By: Jeffrey Backman, Esq. and Roy Taub, Esq.

For years, companies and consumers have wrestled with whether the TCPA’s National Do-Not-Call (DNC) protections for “residential telephone subscribers” apply to cell phones and text messages. Recent decisions underscore that the issue remains unsettled in important ways, even as more courts conduct their own statutory analyses following a Supreme Court decision that loosened prior constraints on reviewing FCC interpretations. A new Northern District of Georgia decision in Loudermilk v. Maelys Cosmetics offers a clear window into the debate—and its practical stakes.

In Loudermilk, the plaintiff alleged he received repeated telemarketing texts to a personal cell number registered on the National DNC Registry for over twenty years, despite requesting that the sender stop and being told he was “successfully unsubscribed.” He sued under 47 U.S.C. § 227(c) and related FCC regulations, asserting failures in internal DNC procedures and DNC Registry compliance.

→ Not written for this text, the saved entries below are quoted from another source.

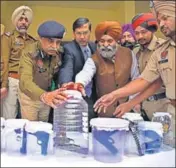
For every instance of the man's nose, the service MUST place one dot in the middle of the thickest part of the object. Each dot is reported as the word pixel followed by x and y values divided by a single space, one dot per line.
pixel 105 44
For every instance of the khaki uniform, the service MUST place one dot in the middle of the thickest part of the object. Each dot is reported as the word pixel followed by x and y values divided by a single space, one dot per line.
pixel 4 62
pixel 11 55
pixel 162 64
pixel 115 73
pixel 36 73
pixel 143 55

The defendant moved to dismiss, arguing Section 227(c)’s DNC rules protect only “residential telephone subscribers,” not cellular users.

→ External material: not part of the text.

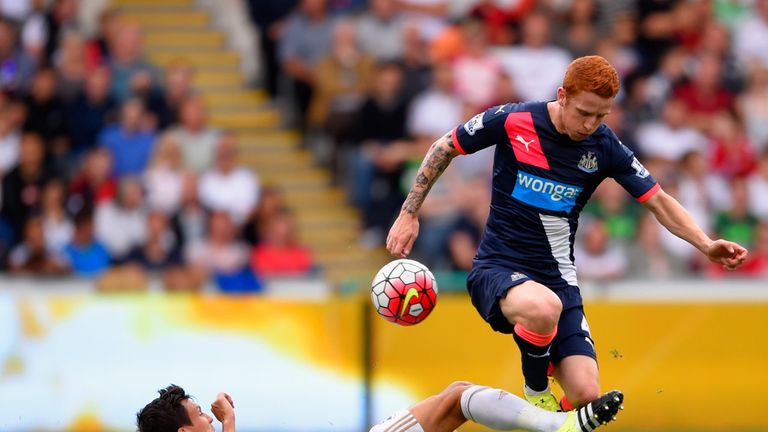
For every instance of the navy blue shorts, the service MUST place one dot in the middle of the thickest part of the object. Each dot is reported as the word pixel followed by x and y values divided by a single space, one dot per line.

The court ultimately followed other Northern District of Georgia decisions post-McLaughlin (Isaacs and Radvansky) in concluding that “residential subscriber” turns on the nature of the user (personal/residential vs. business), not the technology (landline vs. cellular). On practical grounds, the court found a landline-only reading untenable given the prevalence of cell phones as the primary or sole home device, and inconsistent with the Act’s privacy-protective purpose.

The court further noted that other courts, exercising independent judgment after McLaughlin, have found that DNC protections extend to cell phones and text messages used for personal purposes. Applying that framework, the court concluded that the plaintiff plausibly alleged “residential subscriber” status by alleging personal, non-business use of his cell phone.

The reality is that post-McLaughlin, courts are increasingly conducting fresh statutory analyses of the meaning of “residential subscribers” under Section 227(c). Some, including the Northern District of Georgia in Loudermilk, read the term to protect personal-use cell phones from unwanted telemarketing texts and calls tied to the DNC regime, emphasizing subscriber type over technology. Others have concluded this section of the TCPA to be inapplicable to cellular telephones and text messages. Helpful to defending against these claims, however, is the fact that even those courts that have extended TCPA DNC protections to cell phones often focus on whether the subscriber uses the number for personal/residential, not business, purposes—inviting factual disputes that could preclude class certification and liability. Loudermilk highlights this by crediting the plaintiff’s allegations of personal use. Until appellate clarity emerges, businesses should assume, however, that DNC rules may apply to personal cell phones and texts and calibrate compliance programs accordingly.